Time-Varying Constraint-Aware Reinforcement Learning for Energy Storage Control (Papers Track) Spotlight

Jaeik Jeong (Electronics and Telecommunications Research Institute (ETRI)); Tai-Yeon Ku (Electronics and Telecommunications Research Institute (ETRI)); Wan-Ki Park (Electronics and Telecommunications Research Institute (ETRI))

Paper PDF Slides PDF Poster File Cite
Power & Energy Reinforcement Learning Time-series Analysis

Abstract

Energy storage devices, such as batteries, thermal energy storages, and hydrogen systems, can help mitigate climate change by ensuring a more stable and sustainable power supply. To maximize the effectiveness of such energy storage, determining the appropriate charging and discharging amounts for each time period is crucial. Reinforcement learning is preferred over traditional optimization for the control of energy storage due to its ability to adapt to dynamic and complex environments. However, the continuous nature of charging and discharging levels in energy storage poses limitations for discrete reinforcement learning, and time-varying feasible charge-discharge range based on state of charge (SoC) variability also limits the conventional continuous reinforcement learning. In this paper, we propose a continuous reinforcement learning approach that takes into account the time-varying feasible charge-discharge range. An additional objective function was introduced for learning the feasible action range for each time period, supplementing the objectives of training the actor for policy learning and the critic for value learning.
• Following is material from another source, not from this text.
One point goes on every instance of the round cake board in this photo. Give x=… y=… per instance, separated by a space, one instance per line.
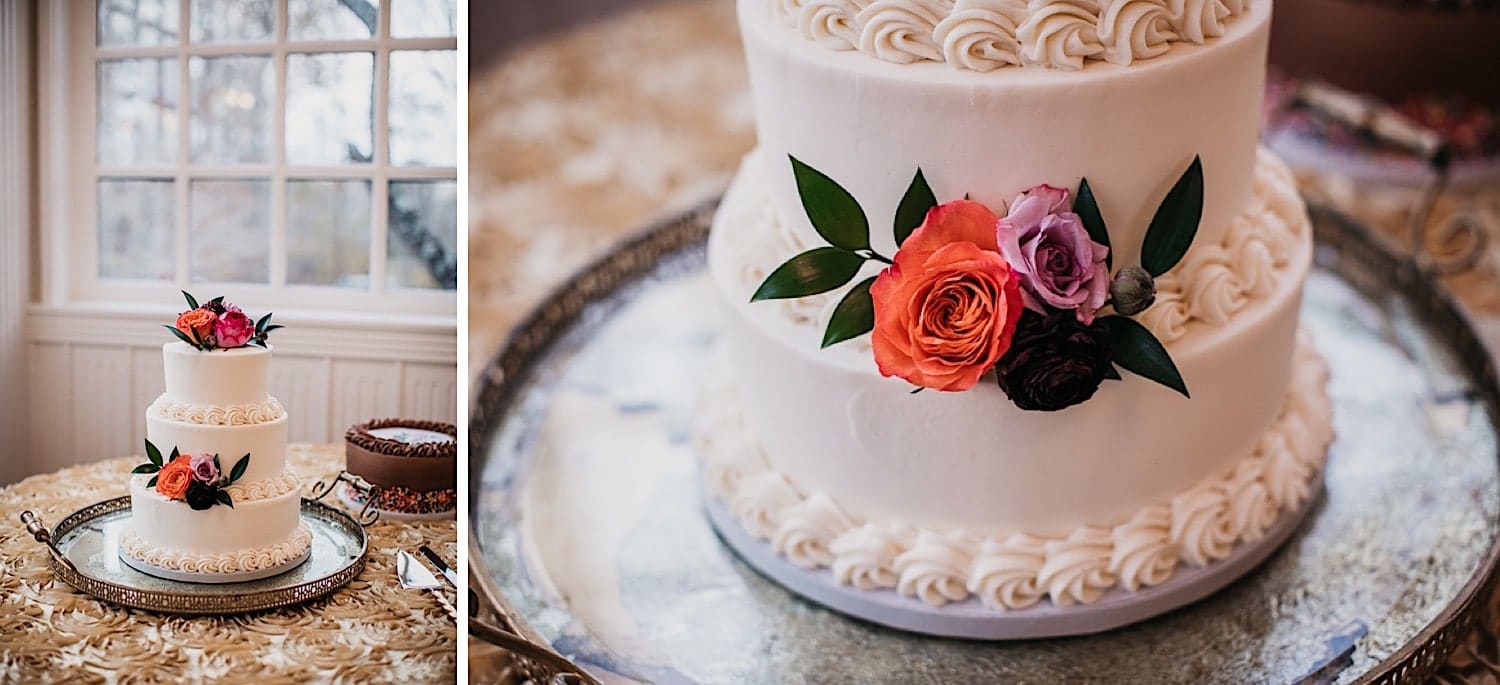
x=347 y=496
x=974 y=621
x=212 y=577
This actively promotes the utilization of energy storage by preventing them from getting stuck in suboptimal states, such as continuous full charging or discharging. This is achieved through the enforcement of the charging and discharging levels into the feasible action range. The experimental results demonstrated that the proposed method further maximized the effectiveness of energy storage by actively enhancing its utilization.